I was in the amazon this past weekend, and while I was there I got into a deep conversation with one of the bigger honchos of study-abroads in Ecuador. He told me the worst thing that he ever had to deal with in all of his years of doing this program. We were sitting out in hammocks under a tent canopy when he told me about how 7 years ago a female student was raped when she took a trip down to the South of Ecuador with an exchange student that had studied at her school the year previous (and that she lived at the house of in Quito during her semester abroad).

There was a lot involved with the story, like how she had been drinking for the first time, about how a friend of her host sister's brother had taken advantage of her, and about everything happened hours South of Quito, where anyone she knew could have helped her. After it happened she wandered out to the highway and rode on buses for approximately 30 hours, and as the story goes with most rape cases - if evidence is not collected after the first 24 hours you can sit pretty on the fact that you will have to kiss any hope of a case goodbye. However, the man who told me this story then went to the police to address the situation - unfortunately he discovered through police reports that the young man who had committed the rape was the son of a woman who was running for office, and whose uncle was an officer in a neighboring precinct. So this guy couldn't be touched. The man who told me this story then told me the darkest thing that he had admittingly ever done in his years working with the program.

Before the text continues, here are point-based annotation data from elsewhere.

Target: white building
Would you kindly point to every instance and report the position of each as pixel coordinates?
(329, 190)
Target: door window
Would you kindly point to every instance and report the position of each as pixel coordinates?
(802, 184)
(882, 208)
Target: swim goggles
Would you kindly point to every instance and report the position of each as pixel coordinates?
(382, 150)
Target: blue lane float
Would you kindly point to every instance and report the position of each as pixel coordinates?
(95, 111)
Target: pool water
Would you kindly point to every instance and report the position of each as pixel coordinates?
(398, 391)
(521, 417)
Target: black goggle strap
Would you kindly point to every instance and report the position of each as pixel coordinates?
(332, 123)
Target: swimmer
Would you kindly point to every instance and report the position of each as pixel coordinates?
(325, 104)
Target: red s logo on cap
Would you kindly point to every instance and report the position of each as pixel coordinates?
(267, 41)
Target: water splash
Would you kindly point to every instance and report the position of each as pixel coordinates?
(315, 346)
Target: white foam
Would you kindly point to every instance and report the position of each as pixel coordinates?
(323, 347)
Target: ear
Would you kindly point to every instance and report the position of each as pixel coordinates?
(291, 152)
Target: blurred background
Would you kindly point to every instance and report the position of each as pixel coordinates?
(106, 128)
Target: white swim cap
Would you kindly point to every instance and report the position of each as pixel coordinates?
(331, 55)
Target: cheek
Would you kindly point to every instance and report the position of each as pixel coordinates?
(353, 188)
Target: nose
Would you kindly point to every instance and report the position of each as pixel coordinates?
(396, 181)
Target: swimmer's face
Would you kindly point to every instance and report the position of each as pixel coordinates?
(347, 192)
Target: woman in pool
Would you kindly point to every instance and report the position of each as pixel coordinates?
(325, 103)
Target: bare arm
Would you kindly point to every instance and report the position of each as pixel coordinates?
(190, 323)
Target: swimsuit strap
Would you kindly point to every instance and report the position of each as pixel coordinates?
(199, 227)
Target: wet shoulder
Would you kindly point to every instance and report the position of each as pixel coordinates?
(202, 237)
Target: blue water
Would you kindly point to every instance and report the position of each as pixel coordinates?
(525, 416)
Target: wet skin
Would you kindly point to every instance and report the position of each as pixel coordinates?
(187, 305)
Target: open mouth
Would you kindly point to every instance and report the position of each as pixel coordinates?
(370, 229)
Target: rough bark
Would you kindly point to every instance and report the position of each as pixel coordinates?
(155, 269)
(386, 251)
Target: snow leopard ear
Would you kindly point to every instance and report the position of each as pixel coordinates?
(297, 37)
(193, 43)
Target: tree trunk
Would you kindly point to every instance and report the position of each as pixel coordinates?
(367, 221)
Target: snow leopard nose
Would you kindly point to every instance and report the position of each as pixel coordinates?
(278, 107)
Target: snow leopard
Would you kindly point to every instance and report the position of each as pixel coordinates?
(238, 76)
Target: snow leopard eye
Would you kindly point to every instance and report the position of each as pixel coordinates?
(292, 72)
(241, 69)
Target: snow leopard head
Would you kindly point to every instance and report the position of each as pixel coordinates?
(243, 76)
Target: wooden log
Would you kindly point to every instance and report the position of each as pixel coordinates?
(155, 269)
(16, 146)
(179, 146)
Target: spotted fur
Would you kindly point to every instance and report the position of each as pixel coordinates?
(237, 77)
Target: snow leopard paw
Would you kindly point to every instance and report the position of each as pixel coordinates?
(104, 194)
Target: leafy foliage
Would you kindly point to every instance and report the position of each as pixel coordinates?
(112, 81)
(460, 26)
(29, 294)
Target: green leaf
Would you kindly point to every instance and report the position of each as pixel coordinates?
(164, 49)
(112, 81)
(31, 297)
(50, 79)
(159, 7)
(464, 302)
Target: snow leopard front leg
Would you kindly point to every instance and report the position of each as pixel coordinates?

The woman told him that her parents would essentially disown her and blame her for the incident if they ever found out it happened, so with no other way to achieve retribution he paid two detectives approximately 50 dollars each to keep tabs on the guy who raped the exchange student. For a few days they sat outside his residence and watched him as he'd leave home to go to school. In time they trailed him down on his daily commute and pulled him over for a talk. After denying his own identity the two detectives took him into the station and "shoved his head into a toilet full of shit. You see there's this toilet that they never flush at the police station, where they tell the prisoners to go to the bathroom...essentially it's a wonderful interrogation tactic. I told them to make sure that he paid for what he did, and he knew exactly why it was happening."

This was hard for me to hear, it's not what I was taught to do in the case of rape counseling, but then I recognize this man's motivation and I understand his intense rage about the entire situation.

He told me that the rest of the students who were there that semester (all female) were very protective of the woman who had been raped for the rest of their journey. After the semester ended both he and his wife tried to stay in touch with her, but eventually she just vanished, contact stopped and he has no idea what happened to her. Hardest for him because he cared for her like a child as he no doubt did for everyone that came under his care.

But then that is part of life. That is the harsh way in which some people come and go like dust in the wind. Not a strictly bad thing, but unexspressibly painful for everyone involved.

And it happens a lot more than I'd like to think.